1. Use compress/uncompress function in the database
http://dev.mysql.com/doc/refman/5.1/en/encryption-functions.html#function_compress
2. Innodb-plugin offers table compression
http://dev.mysql.com/doc/innodb-plugin/1.0/en/innodb-compression-background.html
3. Compress/uncompress data in client not in the database. This will offload more stuff – CPU and network. . This approach uses CPU cycles for compression and uncompression on the client machine rather than the database server, which might be appropriate for a distributed application with many clients, or where the client machine has spare CPU cycles.
We performed benchmarks (using table structre mentioned on my previous post: binary-log-synchronization) to evaluate the impact of using above mentioned data compression techniques (1 & 2 only), test data was loaded using 8 parallel database sessions into original table, compressed table and as well as into original table but using compress function to compress "content" column.
Table Format |
Time to load 80k records |
Data file size |
---|---|---|
Original Table |
0m57.515s | 1.6GB |
Compressed Table: ROW_FORMAT =COMPRESSED |
1m9.613s | 648MB |
Original Table using compress() function |
0m35.883s | 156MB |
The results show that inserting data in compressed format (i.e. using compress() function) is the fastest approach and it gives better compression than using innodb compressed table. Using compress() function we have the control to compress only selected columns whereas innodb compressed table compress the entire table.

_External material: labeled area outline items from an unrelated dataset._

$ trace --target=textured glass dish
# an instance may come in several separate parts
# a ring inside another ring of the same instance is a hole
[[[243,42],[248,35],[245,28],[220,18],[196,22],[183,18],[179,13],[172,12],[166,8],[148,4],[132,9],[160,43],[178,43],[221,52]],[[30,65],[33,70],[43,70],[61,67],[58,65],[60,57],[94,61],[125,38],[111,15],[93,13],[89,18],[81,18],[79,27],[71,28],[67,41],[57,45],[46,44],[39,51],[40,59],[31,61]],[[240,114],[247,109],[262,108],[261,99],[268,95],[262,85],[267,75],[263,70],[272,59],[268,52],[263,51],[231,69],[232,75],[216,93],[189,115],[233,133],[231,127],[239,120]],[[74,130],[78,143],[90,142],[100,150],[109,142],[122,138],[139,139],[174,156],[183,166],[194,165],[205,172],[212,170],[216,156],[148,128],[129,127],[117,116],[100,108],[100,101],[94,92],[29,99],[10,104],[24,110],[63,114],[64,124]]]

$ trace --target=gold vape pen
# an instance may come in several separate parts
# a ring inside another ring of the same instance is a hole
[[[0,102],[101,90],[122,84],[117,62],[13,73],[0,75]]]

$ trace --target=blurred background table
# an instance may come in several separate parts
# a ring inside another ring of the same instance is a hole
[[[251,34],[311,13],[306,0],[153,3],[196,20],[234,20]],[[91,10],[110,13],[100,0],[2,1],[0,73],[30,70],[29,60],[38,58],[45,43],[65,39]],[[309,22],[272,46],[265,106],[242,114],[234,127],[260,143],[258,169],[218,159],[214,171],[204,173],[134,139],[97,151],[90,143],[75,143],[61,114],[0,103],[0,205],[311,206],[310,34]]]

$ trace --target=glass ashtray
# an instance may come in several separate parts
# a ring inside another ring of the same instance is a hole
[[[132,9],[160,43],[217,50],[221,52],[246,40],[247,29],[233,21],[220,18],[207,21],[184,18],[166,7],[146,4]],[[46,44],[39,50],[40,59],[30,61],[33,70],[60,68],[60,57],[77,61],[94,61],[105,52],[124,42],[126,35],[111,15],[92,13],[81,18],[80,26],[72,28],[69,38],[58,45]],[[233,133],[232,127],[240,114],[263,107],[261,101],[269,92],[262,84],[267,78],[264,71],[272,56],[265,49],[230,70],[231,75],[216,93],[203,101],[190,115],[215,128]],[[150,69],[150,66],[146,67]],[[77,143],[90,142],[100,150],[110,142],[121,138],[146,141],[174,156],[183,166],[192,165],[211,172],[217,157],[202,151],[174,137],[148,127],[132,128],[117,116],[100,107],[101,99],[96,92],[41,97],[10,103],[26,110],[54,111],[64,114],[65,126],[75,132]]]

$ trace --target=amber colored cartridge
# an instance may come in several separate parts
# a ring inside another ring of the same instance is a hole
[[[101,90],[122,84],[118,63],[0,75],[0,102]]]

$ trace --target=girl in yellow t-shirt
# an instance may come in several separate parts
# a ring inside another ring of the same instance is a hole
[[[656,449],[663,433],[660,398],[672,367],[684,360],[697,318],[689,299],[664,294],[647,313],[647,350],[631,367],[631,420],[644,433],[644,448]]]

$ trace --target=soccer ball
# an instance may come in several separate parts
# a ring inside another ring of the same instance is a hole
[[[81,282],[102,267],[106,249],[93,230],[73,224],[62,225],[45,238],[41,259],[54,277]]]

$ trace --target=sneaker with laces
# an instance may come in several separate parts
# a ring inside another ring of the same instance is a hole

We also perfomed benchmarks to read data from original table, compressed table and original table but using uncompress() function (to uncompress compressed data), total 800k lookups were perfomed using id=<
Table | Time to perform 800k lookups |
---|---|
Compressed Table: row_format= compressed |
1m26.426s |
Original Table using uncompress() function |
1m26.197s |
Original table | 6m29.504s |
The test results show that lookups performed againts compressed tables are at least 6 times faster than original table. The reason for which is that compressed table is much smaller than original table thus most of the data can fit into memory and hence reducing disk I/Os.